The Power of One, or XOF1, is the brainchild of 40 year old Marcelo da Luz, a Brazilian-born Canadian inventor and flight attendant, who began designing the fully solar-powered XOF1 in 1999 with the goal of setting the world distance record for a solar vehicle.
The XOF1, which requires the driver to lay on his back and resembles—you can't deny it—a flying saucer from the 1940s—has a 2+1 wheel configuration; the chassis is made out of polyurethane foam covered in Fiberglas and reinforced with carbon fiber, and the body is made from light foam covered in Fiberglas. The total weight of the XOF1 is just 660 lbs (300 kg) including the driver, It uses custom tank style steering and lacks a rearview mirror; instead a micro camera feeds an image to De Luz by way of a portable viewer.

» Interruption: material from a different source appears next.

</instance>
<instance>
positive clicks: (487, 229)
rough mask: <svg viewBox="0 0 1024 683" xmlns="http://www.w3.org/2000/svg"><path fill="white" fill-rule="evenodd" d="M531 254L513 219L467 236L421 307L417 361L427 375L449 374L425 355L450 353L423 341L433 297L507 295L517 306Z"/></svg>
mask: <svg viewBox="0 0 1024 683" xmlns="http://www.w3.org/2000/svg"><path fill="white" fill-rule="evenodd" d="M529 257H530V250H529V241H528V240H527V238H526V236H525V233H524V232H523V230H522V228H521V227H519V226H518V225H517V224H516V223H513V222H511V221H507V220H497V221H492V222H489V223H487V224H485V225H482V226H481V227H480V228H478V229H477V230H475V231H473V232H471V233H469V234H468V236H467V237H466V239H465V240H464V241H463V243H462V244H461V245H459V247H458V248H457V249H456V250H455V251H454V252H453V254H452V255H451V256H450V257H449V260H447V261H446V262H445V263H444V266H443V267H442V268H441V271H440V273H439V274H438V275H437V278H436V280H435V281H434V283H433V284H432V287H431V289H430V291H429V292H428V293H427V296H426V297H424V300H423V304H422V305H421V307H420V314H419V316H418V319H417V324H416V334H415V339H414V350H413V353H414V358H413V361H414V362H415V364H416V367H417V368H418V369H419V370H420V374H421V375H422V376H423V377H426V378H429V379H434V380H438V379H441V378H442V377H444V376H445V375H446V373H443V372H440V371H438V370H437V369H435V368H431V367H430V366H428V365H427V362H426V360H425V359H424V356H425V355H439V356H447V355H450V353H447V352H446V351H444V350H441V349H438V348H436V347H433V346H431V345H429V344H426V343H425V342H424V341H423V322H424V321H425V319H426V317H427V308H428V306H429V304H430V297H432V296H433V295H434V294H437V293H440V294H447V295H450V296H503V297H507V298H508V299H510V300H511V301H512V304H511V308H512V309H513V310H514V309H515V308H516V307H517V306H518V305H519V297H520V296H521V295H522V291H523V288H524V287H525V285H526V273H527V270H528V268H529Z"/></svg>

The Record-Setting TripOn June 12th 2008, Da Luz set out on his epic adventure from Seneca College in Toronto, Ontario. Although the original plan had been to drive from Buffalo, NY to Inuvik, NT before returning to Buffalo, several cities and communities wanted the XOF1 to cruise through their neighborhoods, causing Da Luz to alter his plans—at considerable personal expense. Yet as a consequence, since his June 2008 departure, the XOF1 has gone as far north as the Arctic Circle and as far south as Los Angeles, CA; it's travelled over 30,000 kilometers (19,000 miles), crossed the continental divide several times and endured every imaginable kind of weather and roads ranging from pavement to gravel.
And in all that time, across all those miles, the XOF1 never once required even a single watt from the grid. The sun powered the entire trip.
Although Da Luz has enjoyed an enormous amount of press, and the vehicle has garnered attention everywhere it's travelled (earning at least one 911 call about a UFO on the road), the lengthy trip has been costly to Da Luz, both personally (his girlfriend left him) and financially (he refinanced his home to help pay for the vehicle; Da Luz told the Palo Alto Online he's spent around $500,000 on the car) and he lost his job as a flight attendant.
In short, let's hope Da Luz's experience doesn't discourage other would-be visionaries from pursuing a similarly noble goal.